La rotondità e l’impasto lievitato e schiacciato prima di condirlo e cuocerlo assocerebbero la pizza italiana a decine di preparazioni che possiamo trovare in tutte le cucine dei Paesi affacciati sul Mediterraneo e che portano sino ai giorni nostri prodotti simili ma con evoluzioni estremamente diverse. Partendo da questo assunto, abbiamo provato ad esplorare come viene percepita la pizza italiana all’estero, quali sono state le sue evoluzioni per adeguarsi ai gusti locali e soprattutto cosa ritrovano nel piatto i nostri connazionali e gli esperti che vivono in altri Paesi. La diffusione della pizza italiana contemporanea merita una piccola digressione storica. Nel Sud Italia - e specificamente nella Napoli di inizio ‘800 - si trovano testimonianze scritte di un prodotto che ricorda molto da vicino la pizza moderna.

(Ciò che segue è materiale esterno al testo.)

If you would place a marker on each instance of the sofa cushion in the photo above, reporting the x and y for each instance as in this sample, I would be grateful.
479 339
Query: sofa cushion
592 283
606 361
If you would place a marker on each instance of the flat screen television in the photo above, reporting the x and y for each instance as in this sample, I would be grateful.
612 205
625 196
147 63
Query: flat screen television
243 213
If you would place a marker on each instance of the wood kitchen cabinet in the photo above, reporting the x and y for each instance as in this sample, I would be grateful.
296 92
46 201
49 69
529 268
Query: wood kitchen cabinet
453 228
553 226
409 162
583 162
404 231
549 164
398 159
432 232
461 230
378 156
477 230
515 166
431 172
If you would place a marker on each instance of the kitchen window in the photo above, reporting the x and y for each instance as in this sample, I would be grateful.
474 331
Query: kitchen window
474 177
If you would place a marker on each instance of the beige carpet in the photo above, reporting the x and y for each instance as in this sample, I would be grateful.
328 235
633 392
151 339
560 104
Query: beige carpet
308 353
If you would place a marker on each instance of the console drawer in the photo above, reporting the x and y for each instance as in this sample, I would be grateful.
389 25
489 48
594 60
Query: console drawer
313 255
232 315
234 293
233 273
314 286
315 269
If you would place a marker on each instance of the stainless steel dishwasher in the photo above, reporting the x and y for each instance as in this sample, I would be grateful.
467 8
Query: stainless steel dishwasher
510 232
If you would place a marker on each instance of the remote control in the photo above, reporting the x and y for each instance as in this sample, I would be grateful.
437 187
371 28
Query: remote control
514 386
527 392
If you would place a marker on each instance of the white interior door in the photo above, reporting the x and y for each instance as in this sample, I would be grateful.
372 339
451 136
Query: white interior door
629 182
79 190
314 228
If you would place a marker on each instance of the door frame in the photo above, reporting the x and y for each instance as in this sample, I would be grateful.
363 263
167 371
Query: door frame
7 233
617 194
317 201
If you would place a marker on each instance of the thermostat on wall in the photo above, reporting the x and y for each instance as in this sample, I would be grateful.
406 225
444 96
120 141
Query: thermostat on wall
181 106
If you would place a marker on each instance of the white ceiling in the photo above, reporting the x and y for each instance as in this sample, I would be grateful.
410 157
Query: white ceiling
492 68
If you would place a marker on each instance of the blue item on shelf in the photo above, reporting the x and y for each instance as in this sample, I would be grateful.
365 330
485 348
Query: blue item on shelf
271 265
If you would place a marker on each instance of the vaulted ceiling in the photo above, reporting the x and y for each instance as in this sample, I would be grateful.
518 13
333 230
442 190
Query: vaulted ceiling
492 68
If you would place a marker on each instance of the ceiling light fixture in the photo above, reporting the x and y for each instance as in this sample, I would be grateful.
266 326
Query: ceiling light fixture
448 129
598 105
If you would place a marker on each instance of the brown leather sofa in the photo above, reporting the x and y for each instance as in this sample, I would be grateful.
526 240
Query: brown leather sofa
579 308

Considerato un cibo estremamente comune e consumato in varie forme, fogge e cotture, la pizza del tempo era già interpretata in molti modi: stesa e cotta in forno a legna, fritta, piegata a portafoglio, richiusa a calzone. La diffusione del consumo della pizza nel resto d’Italia e nel mondo arriverà soltanto con i grandi flussi migratori di inizio Novecento, incrementatisi a cavallo delle due guerre mondiali e culminati nel periodo post-bellico fino alla prima metà degli anni ’60. Gli Italiani emigranti portavano con sé la speranza di un futuro migliore ed il bagaglio di cultura culinaria delle terre d’origine e quindi, nel nostro caso specifico, quella tradizione della produzione della pizza che è diventata uno tra i vessilli della cucina tricolore più famosi in tutto il mondo.